Ведж выключил радио.
Поток машин проносился мимо них по I-95. Тут и там на обочине останавливались машины с мигающими в темноте аварийными огнями. Внутри Ведж мог видеть силуэты водителей и пассажиров, наклонившихся вперед, внимательно слушающих обращение по радио. Веджу не нужно было больше ничего слышать. Он понимал, что сейчас произойдет. Мастер-сержант пробормотал: — Господи, тактическое ядерное оружие, — а затем: — Надеюсь, у них в Белом доме все под контролем.
Ведж только кивнул.
Они проехали еще немного в тишине.
Ведж опустил взгляд на свои колени, туда, где он держал красную папку с вручением медали военнопленного, а также синюю коробку, в которой находилась сама награда.
— Давайте посмотрим на вашу медаль, сэр, — сказал старший сержант.
Ведж открыл коробку.
Он был пуст.
Ни он, ни мастер-сержант толком не знали, что сказать. Мастер-сержант немного выпрямился на своем стуле. Он твердо положил руки на руль в положении "десять и два часа". — Ничего особенного, — пробормотал он через мгновение, еще раз взглянув на пустую коробку, которая лежала на коленях Веджа. — Должно быть, сегодня в Белом доме произошла какая-то оплошность. Завтра мы все исправим.
4
Красные Линии
Третью ночь подряд Фаршад боролся со сном. Его каюта находилась прямо над ватерлинией, и он слышал, как льдины отскакивают от носа, ударяясь, как колокольный звон: дон, дон, дон. Всю ночь шум не прекращался. Когда он прибыл в Тартус несколько недель назад, его ждал набор заказов. Его назначили бы связным не там, с загорелым Средиземноморским флотом Российской Федерации с короткими рукавами, а далеко на север, с его Балтийским флотом. Когда он вышел из самолета в штабе военно-морских сил в Калининграде, у него даже не было зимнего пальто. Он предполагал, что штаб назначит его на один из более крупных командных кораблей, "Кузнецов" или, возможно, на линейный крейсер "Петр Великий". Вместо этого он оказался на борту корвета "Резкий", который непрерывно кренился. Фаршад обнаружил, что его слегка укачало на борту этой маленькой быстрой жестяной банки, похожей на корабль с тонкими бортами.

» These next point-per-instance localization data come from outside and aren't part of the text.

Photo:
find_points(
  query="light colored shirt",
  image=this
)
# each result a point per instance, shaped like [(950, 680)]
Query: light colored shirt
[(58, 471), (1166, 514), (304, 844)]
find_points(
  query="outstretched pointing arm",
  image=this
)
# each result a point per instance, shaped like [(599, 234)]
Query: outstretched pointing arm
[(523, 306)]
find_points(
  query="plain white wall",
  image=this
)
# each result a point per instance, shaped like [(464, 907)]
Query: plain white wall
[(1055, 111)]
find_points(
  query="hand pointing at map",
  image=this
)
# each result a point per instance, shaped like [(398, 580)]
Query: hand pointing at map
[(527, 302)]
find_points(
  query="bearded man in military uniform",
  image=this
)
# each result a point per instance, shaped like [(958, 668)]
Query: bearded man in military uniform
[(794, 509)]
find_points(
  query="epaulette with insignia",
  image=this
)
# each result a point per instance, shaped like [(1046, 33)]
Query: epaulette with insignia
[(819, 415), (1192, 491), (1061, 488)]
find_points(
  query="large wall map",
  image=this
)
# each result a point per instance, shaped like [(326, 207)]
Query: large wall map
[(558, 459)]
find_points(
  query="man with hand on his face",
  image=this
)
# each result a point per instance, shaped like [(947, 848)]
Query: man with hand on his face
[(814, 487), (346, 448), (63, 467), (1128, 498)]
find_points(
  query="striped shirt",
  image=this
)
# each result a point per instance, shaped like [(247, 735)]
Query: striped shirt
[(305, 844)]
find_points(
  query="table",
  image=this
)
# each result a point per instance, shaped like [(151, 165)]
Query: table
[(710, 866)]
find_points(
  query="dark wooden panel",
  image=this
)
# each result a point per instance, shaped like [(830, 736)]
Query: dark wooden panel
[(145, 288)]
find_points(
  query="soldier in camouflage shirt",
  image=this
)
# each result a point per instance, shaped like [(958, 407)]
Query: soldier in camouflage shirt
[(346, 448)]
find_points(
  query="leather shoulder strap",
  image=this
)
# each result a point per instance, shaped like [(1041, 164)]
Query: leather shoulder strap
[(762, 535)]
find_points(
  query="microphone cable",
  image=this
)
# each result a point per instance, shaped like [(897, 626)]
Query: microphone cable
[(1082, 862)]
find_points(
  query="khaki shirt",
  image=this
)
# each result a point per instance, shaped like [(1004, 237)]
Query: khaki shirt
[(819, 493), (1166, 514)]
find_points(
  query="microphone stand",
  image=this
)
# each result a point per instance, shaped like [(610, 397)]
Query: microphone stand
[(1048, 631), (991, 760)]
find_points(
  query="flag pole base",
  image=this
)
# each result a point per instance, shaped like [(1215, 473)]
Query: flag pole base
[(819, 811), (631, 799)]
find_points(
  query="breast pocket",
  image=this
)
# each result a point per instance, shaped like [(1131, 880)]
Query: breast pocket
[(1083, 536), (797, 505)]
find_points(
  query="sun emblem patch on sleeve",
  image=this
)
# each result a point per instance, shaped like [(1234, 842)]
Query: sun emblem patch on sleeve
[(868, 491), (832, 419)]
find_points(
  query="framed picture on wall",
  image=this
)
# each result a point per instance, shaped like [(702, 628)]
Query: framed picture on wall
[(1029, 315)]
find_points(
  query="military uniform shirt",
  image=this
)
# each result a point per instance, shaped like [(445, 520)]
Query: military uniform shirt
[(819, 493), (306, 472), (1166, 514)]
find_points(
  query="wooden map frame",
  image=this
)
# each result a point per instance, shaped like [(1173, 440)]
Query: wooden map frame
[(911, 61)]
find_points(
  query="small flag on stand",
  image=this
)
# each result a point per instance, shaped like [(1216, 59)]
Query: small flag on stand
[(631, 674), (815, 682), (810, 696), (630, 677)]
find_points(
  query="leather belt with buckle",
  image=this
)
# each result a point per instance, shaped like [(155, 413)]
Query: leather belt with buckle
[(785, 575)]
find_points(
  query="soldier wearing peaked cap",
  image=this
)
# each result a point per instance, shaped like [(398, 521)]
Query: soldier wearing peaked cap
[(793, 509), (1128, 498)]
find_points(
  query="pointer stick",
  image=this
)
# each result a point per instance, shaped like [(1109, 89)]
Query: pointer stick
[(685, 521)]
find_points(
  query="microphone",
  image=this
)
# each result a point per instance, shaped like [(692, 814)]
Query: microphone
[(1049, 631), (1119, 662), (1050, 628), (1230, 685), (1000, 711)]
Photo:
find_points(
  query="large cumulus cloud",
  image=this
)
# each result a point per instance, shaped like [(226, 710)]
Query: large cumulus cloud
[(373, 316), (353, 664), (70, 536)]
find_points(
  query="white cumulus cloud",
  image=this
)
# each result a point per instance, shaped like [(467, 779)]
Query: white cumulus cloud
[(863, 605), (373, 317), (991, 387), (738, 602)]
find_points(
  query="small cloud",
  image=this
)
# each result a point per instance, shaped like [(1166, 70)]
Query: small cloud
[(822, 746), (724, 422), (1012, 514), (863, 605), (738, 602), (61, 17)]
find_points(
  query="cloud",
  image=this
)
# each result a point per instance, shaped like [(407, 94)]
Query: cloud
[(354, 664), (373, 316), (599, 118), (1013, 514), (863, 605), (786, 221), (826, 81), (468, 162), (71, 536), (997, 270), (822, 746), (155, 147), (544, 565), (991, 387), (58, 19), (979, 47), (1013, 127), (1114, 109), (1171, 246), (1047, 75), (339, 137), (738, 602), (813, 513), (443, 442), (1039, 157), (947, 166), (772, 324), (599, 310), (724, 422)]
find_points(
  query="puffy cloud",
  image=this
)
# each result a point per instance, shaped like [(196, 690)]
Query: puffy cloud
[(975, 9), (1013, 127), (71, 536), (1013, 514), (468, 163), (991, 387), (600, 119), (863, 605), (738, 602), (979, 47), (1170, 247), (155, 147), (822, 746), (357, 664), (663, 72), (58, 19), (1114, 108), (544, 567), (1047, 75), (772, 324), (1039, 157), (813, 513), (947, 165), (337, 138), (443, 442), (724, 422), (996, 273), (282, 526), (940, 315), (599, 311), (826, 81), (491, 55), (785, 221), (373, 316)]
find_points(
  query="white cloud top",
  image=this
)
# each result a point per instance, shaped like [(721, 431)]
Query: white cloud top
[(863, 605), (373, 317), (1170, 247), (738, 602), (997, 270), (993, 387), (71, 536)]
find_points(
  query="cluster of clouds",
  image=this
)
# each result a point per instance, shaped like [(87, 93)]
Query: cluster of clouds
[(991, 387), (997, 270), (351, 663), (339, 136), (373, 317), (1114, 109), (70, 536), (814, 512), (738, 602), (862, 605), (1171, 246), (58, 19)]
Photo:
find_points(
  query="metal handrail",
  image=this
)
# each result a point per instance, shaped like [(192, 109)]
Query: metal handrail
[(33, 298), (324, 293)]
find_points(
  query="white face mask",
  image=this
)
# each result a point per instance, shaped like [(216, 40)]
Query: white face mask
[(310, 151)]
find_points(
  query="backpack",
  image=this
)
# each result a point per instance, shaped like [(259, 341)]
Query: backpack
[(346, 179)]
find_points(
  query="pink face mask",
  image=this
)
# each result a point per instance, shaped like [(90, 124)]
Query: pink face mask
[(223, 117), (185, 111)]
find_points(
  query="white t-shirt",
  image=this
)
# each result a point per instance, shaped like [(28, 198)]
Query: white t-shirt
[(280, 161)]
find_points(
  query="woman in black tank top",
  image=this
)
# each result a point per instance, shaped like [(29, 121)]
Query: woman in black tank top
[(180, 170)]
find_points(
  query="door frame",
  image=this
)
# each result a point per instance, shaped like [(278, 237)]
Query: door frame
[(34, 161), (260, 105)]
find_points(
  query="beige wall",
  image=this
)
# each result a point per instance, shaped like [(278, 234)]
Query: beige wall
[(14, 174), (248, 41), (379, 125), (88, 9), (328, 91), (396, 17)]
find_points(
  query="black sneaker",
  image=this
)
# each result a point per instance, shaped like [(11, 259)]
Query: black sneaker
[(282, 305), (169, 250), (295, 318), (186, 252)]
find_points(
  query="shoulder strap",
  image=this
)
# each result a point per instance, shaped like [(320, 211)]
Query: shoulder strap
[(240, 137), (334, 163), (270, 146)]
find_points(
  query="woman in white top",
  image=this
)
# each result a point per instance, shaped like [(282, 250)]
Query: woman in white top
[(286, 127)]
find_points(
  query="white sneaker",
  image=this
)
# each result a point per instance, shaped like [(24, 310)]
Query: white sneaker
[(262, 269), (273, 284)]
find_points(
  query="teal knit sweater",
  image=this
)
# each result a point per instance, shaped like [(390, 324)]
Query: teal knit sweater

Донг, донг, донг — Он сдался и включил свет.
Его кровать была прикреплена консолями к переборке его каюты, которая была такой маленькой, что он не мог открыть дверь, пока не уберет кровать, и он не мог убрать кровать, пока не снял с нее шерстяное одеяло, простыни и подушку. Этот многоступенчатый процесс убирания кровати, открытия двери, выхода из каюты был одной из множества унизительных процедур, составлявших его жизнь в качестве относительно младшего офицера связи. Другой обедал в тесной кают-компании среди своих коллег-офицеров, мало кто из которых говорил на чем-либо, кроме русского, и все они были по меньшей мере на десять лет моложе. Это заставляло Фаршада есть в основном между приемами пищи или есть мидраты, которые были остатками дня, выставленными около полуночи официантами.
Поверх пижамы он накинул бушлат, подарок любезного снабженца из Калининграда. Непрекращающийся шум льдин, ударяющихся о корпус, составлял ему компанию, пока он шел по освещенному красным коридору, шатаясь между стальными переборками корабля, к кают-компании, где он надеялся раздобыть что-нибудь перекусить.
Как и комната Фаршада, кают-компания представляла собой упражнение в экономии пространства. Это была не более чем банкетка на два стола с небольшим камбузом. За банкеткой сидел капитан-лейтенант Василий Колчак, старший офицер "Резкого". Он держал в руках чашку чая, налитого из самовара в кают-компании. Сигарета переместилась к костяшкам его пальцев, пока он читал с ноутбука. Позади него находилось единственное украшение комнаты — аквариум, населенный желто-оранжевыми рыбками, которые таращили глаза из обломков кораблекрушения на его дне. Повара уже разложили мидраты в два чана из нержавеющей стали, один из которых был наполнен мясом темного цвета в коричневом соусе, а другой — мясом светлого цвета в белом соусе. Рядом с каждым блюдом висела табличка, но Фаршад не умел читать по-русски.